I cut the recipe in half. I used all the ingredients called for but added diced celery and tomato paste and fiddled w/ proportions. Most significantly, I used alot more fish stock (about 3x more) since I had it and wanted a more soupy consistency. After simmering, I also blended the stew a bit w/ an immersion blender before straining. I still kept it chunky before straining, but use this blending technique for making bouillabaisse so applied it here. I believe it helps to extrapolate every bit of flavor better.
The final result was really delicious, I must say. Served it w/ garlic sourdough bread. The broth was rich yet not cloying and had a complex orchestra of background notes.
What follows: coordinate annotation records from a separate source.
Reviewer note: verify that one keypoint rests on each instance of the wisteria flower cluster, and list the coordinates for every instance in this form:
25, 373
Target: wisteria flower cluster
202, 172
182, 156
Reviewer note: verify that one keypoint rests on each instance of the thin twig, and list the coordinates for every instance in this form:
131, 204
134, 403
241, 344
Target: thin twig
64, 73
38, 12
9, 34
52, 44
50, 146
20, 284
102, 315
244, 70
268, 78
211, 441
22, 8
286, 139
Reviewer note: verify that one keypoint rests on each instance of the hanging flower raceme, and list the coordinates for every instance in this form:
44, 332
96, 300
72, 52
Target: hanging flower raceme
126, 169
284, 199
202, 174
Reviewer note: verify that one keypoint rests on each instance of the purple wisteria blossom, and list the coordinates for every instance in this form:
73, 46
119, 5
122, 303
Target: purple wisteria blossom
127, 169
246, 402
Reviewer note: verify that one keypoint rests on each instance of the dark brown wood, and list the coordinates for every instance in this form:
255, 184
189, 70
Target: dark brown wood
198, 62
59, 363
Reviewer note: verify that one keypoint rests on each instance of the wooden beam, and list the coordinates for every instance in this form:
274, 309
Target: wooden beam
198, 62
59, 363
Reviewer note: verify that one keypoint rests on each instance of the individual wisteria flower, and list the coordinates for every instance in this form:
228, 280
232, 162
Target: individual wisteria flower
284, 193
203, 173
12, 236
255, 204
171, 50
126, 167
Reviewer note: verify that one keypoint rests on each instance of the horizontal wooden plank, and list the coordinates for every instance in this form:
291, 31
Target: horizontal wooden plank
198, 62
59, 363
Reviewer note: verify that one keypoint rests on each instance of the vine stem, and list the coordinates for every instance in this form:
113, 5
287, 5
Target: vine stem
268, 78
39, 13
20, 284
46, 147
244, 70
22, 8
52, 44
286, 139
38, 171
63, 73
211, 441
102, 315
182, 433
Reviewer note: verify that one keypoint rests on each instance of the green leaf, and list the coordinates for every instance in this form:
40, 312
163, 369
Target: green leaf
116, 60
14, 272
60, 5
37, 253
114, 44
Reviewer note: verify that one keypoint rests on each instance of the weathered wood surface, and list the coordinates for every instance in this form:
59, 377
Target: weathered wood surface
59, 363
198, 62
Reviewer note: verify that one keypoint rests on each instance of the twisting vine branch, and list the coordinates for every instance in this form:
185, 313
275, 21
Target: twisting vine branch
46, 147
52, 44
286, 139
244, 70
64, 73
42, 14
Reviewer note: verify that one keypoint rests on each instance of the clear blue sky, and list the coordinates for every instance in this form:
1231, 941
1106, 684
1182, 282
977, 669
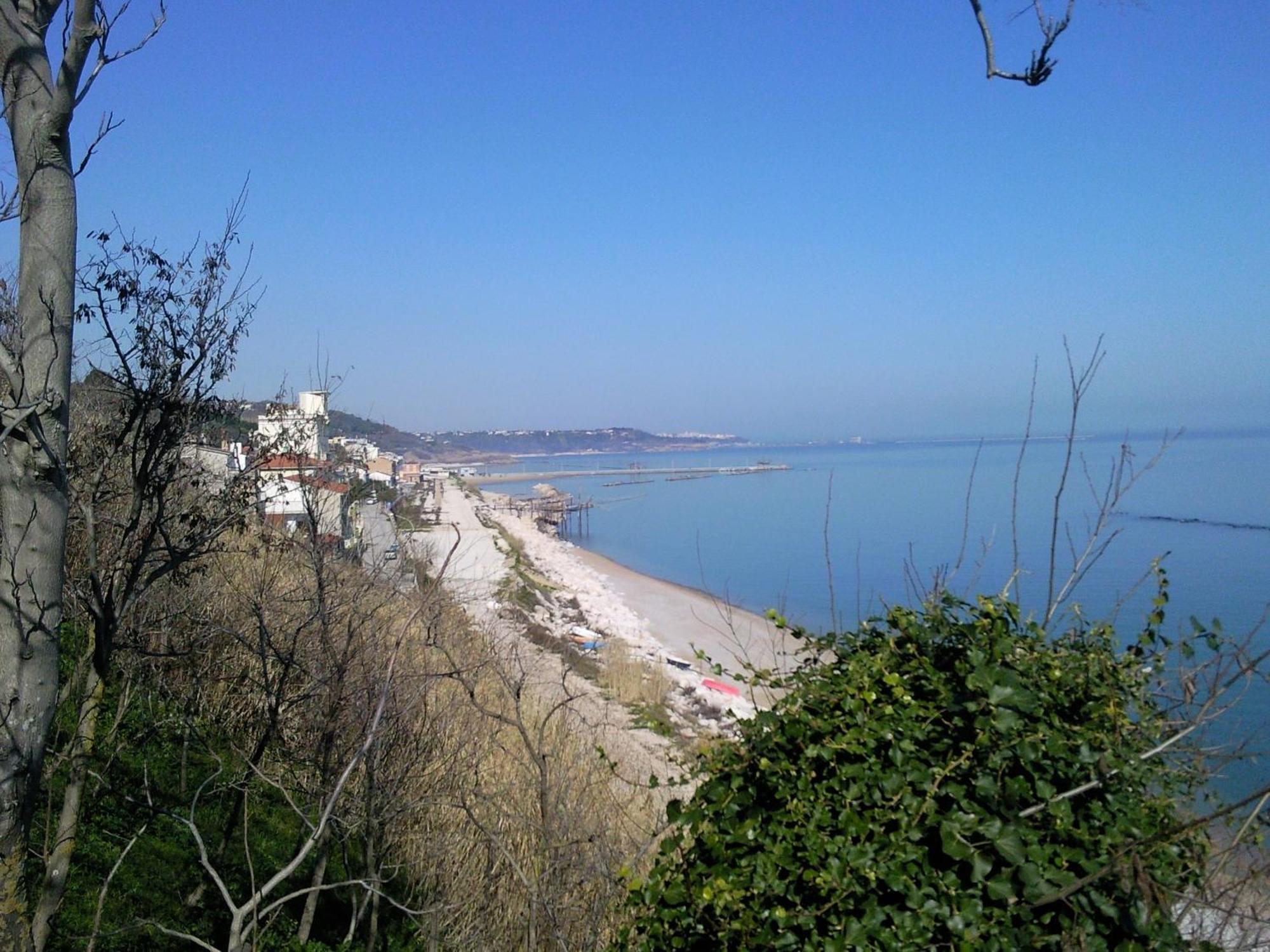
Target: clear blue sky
787, 220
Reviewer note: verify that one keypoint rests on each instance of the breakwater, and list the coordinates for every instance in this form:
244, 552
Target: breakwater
681, 472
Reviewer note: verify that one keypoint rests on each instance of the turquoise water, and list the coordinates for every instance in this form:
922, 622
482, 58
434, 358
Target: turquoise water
760, 539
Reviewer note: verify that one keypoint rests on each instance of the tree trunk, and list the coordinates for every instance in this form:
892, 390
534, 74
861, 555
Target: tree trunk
68, 823
307, 918
34, 501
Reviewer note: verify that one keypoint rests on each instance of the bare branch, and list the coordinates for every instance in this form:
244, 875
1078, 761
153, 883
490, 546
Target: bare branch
1042, 65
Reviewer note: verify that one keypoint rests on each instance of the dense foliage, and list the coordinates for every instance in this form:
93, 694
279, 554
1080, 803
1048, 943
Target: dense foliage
878, 805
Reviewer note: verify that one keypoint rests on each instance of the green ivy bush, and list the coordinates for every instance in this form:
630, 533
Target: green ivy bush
877, 805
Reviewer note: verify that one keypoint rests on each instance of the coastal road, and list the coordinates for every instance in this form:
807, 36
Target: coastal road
477, 567
378, 535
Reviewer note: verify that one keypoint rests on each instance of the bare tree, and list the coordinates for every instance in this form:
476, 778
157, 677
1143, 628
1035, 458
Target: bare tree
145, 507
40, 102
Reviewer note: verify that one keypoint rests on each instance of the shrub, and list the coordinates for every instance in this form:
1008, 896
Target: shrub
878, 805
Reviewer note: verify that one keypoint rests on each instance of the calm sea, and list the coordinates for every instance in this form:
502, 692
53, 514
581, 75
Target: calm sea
897, 513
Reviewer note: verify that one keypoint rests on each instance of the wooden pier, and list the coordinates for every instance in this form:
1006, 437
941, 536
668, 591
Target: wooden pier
552, 510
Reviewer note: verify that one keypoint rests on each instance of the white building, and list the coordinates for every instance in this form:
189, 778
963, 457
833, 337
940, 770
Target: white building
299, 430
358, 449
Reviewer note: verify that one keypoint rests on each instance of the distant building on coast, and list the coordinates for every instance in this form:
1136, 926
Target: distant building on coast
298, 430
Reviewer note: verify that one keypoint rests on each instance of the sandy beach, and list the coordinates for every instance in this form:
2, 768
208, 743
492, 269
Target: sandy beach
685, 620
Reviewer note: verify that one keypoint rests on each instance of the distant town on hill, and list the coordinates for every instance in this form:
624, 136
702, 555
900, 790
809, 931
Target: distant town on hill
483, 445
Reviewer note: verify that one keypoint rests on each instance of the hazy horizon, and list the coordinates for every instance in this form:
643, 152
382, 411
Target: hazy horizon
808, 221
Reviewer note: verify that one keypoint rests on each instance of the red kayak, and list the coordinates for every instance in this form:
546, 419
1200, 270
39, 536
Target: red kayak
721, 687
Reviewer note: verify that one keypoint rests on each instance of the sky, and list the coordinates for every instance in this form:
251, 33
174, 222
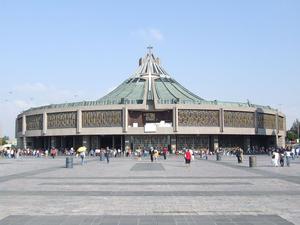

The kind of dish that you get at a restaurant and can't quite pinpoint all the ingredients. Hehe, but yours truly was the "chef de cuisine" here, so I was the wiser. The lemon zest was great, and I wondered how orange zest might work. The cayenne gave it just the right kick. The salmon stock worked really well w/ cioppino's assertive and spicy flavors; can't see it being as good for bouillabaisse.
Questions: Even though I was pretty pleased w/ this version, I'm still curious about other recipes. Does anyone have a truly traditional SF-style cioppino recipe that might rival the deliciousness of this one? Is the traditional version supposed to be chunky and not strained? Also, does anyone have a good recipe for a Mexican seafood soup (caldo) since I still have a good amt. of fish stock? Thanks!